Demonetisation Lowered Labour Participation: Economist Mahesh Vyas

Economist Mahesh Vyas talks to The Quint’s Sanjay Pugalia on the situation of unemployment in the country.

2 min read

Everybody is aware of the job crisis in India, and they also know that this has become a political issue. Hence, during the debate, people often take extreme positions. The new facts emerging in this debate are worrying.

A new fact is that people have started to lose hope about getting a job. They are not seeking jobs anymore.

The inflow of aspirants in the job market is known as Labour Participation Rate. This has reduced significantly after demonitisation. Women have been the most affected. They are not asking for jobs anymore.

In October, 2.37 crore people lined up for 1.2 lakh jobs in Railways.  

We thought of analysing the current situation of job crises with facts and figures by talking to economist Mahesh Vyas, MD and CEO of Centre for Monitoring Indian Economy (CMIE).

Vyas talks to The Quint’s Sanjay Pugalia on how to analyse the unemployment status of the country, labour participation rate, demonetisation and women employment.

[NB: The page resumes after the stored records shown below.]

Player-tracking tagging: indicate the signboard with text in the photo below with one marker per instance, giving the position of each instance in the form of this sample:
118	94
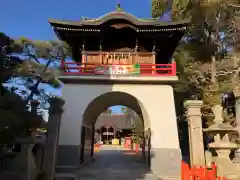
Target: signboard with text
118	69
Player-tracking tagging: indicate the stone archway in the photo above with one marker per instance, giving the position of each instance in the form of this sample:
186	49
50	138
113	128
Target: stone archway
154	102
100	104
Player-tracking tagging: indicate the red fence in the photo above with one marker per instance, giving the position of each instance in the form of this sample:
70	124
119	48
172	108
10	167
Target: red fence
199	173
74	68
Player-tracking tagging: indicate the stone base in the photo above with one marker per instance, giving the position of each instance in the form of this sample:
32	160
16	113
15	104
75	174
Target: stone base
237	156
166	163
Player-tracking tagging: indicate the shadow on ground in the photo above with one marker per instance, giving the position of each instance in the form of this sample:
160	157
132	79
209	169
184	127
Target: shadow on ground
116	164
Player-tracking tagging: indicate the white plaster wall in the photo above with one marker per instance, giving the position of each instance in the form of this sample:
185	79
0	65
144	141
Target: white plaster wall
158	101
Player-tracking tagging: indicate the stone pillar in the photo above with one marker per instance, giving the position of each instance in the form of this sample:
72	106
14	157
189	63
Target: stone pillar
196	146
237	106
53	126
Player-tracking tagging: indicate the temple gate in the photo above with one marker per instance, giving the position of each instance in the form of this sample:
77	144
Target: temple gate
120	60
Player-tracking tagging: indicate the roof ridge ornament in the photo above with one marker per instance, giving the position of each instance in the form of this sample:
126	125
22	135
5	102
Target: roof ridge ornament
118	7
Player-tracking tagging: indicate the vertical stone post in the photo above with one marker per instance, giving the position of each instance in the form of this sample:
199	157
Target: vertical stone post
194	117
53	126
237	106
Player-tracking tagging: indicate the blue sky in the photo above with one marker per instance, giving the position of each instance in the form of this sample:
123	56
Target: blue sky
30	18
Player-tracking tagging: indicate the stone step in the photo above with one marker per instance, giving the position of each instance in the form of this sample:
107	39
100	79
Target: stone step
65	176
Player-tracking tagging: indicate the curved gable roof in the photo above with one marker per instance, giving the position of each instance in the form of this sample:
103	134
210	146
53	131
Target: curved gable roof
118	14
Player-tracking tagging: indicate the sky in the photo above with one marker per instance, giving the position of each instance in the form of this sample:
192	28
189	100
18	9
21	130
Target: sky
29	18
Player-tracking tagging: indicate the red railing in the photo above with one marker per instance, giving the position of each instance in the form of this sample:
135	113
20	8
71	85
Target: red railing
74	68
199	173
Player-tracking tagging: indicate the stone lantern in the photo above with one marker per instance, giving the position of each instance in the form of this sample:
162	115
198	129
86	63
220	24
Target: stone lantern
222	133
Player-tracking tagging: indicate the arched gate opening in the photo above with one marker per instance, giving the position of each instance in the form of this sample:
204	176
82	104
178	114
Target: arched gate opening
99	105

On the status of unemployment in the country, Vyas told us that we should put aside unemployment for the moment and focus on the labour participation rate - how many people are hunting for jobs?

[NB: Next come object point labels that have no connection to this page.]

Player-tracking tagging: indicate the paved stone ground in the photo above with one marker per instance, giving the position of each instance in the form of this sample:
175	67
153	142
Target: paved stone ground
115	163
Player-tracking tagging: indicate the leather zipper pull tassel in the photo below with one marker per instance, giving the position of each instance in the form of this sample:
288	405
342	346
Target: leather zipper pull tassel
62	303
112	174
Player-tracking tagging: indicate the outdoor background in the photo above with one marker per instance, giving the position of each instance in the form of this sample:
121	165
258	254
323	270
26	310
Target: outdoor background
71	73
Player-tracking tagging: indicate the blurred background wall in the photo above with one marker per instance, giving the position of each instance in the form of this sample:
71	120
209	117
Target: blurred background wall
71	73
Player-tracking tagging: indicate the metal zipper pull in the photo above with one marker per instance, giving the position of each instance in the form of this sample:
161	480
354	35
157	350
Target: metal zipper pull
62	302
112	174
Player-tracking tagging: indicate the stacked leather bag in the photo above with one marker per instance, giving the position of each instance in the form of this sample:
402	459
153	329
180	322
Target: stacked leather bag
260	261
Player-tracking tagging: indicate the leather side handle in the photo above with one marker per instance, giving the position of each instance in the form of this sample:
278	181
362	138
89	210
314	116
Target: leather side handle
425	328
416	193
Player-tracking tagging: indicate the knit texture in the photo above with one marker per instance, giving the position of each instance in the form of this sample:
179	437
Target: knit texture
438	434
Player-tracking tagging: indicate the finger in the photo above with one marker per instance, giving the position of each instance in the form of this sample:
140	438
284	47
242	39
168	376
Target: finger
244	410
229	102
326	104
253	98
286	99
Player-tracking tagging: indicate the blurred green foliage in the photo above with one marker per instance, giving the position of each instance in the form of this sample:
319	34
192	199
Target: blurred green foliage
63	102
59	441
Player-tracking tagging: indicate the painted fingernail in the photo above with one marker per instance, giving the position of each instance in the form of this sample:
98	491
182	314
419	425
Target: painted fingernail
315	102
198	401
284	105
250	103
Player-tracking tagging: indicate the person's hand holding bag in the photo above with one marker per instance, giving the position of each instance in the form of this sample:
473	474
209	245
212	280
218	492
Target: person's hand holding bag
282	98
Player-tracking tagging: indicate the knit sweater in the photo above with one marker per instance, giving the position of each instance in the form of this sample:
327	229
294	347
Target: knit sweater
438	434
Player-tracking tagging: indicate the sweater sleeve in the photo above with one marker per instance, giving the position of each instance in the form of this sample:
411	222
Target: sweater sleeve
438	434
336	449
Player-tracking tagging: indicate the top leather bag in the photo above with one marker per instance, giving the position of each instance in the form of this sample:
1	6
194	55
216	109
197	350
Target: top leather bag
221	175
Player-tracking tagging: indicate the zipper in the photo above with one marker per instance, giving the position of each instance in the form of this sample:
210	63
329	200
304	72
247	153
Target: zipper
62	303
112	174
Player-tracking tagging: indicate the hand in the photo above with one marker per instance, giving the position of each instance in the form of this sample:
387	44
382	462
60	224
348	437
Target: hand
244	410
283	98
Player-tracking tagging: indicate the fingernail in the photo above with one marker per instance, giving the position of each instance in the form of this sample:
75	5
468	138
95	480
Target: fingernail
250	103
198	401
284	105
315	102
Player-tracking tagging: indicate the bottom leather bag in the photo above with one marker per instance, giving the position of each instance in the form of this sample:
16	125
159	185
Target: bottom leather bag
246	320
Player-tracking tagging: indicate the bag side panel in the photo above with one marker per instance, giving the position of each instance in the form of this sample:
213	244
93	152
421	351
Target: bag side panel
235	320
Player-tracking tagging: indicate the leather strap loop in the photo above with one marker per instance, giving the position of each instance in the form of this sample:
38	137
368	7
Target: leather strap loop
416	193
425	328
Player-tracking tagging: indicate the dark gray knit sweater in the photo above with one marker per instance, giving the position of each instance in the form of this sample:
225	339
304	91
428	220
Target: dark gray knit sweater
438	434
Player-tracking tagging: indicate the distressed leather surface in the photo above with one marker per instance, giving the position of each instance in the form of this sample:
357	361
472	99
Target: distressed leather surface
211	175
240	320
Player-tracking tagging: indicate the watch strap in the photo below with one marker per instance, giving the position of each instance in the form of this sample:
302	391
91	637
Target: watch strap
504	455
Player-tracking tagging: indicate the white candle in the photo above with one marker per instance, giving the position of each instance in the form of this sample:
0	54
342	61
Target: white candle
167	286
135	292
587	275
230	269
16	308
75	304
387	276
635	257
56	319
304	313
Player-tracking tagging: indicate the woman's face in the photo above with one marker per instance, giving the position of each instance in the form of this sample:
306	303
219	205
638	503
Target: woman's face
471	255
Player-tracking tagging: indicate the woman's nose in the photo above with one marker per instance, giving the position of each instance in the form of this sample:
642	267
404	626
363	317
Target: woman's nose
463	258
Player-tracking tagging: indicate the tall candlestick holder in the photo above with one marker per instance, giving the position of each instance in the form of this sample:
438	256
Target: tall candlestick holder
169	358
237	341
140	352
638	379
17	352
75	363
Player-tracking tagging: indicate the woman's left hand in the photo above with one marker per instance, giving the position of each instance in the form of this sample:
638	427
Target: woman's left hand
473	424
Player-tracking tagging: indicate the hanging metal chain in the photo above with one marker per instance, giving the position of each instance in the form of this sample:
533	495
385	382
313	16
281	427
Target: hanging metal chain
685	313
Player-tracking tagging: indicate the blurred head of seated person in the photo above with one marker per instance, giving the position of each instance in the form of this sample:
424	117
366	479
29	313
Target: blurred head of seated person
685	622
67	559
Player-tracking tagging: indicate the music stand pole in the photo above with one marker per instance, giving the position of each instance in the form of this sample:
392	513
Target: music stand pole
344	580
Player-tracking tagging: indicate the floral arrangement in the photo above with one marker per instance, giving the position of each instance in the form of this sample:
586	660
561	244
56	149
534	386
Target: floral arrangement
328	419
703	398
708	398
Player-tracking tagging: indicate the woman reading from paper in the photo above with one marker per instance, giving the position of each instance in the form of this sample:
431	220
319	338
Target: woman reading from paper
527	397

“Most of them get the jobs, some don’t. Labour participation rate is at 43 percent today, if someone is selling pakoras on the streets, we consider them employed. If someone is working in agriculture sector or in any sector which isn’t a formal job, we consider him a part of the labour market. We only exclude those who refuse to work at all or who are not in search of employment.”
Mahesh Vyas, Economist

He said this statistic should touch the 50 percent mark. In other countries, it hovers around 65 percent; in India, this number hovers around 45 percent.

“This is the most important number. After this is the unemployment rate, which is constantly at a rise. It is somewhere around 6.7 percent. 43 percent is hunting for jobs and among them, 7 percent are not getting jobs,” he said.

Vyas also focused on the low labour participation rate in the country, saying that the labour participation rate is more than 60 percent in many countries.

“Why is it so low in our country? Was there a tipping point, after which there has been an immense fall?”
Economist Mahesh Vyas

Vyas also said the labour participation rate decreased further after demonetisation.

He added that women have also stopped looking for jobs, excluding themselves from labour participation.

“When we processed the declining labour participation data, we found out that women have excluded themselves from Labour Participation. Most of the excluded population consists of women, men are participating at almost same numbers. It was strange to see only women getting excluded and we should admit that demonitisation has affected women more than men.”
Economist Mahesh Vyas

In India, around 82 percent men and 92 percent women survive on a salary of below Rs 10,000.

“The country is having a jobless growth and because of the lack of jobs, people are ousted from the workforce and are sitting at homes. This is a matter of concern and caution.”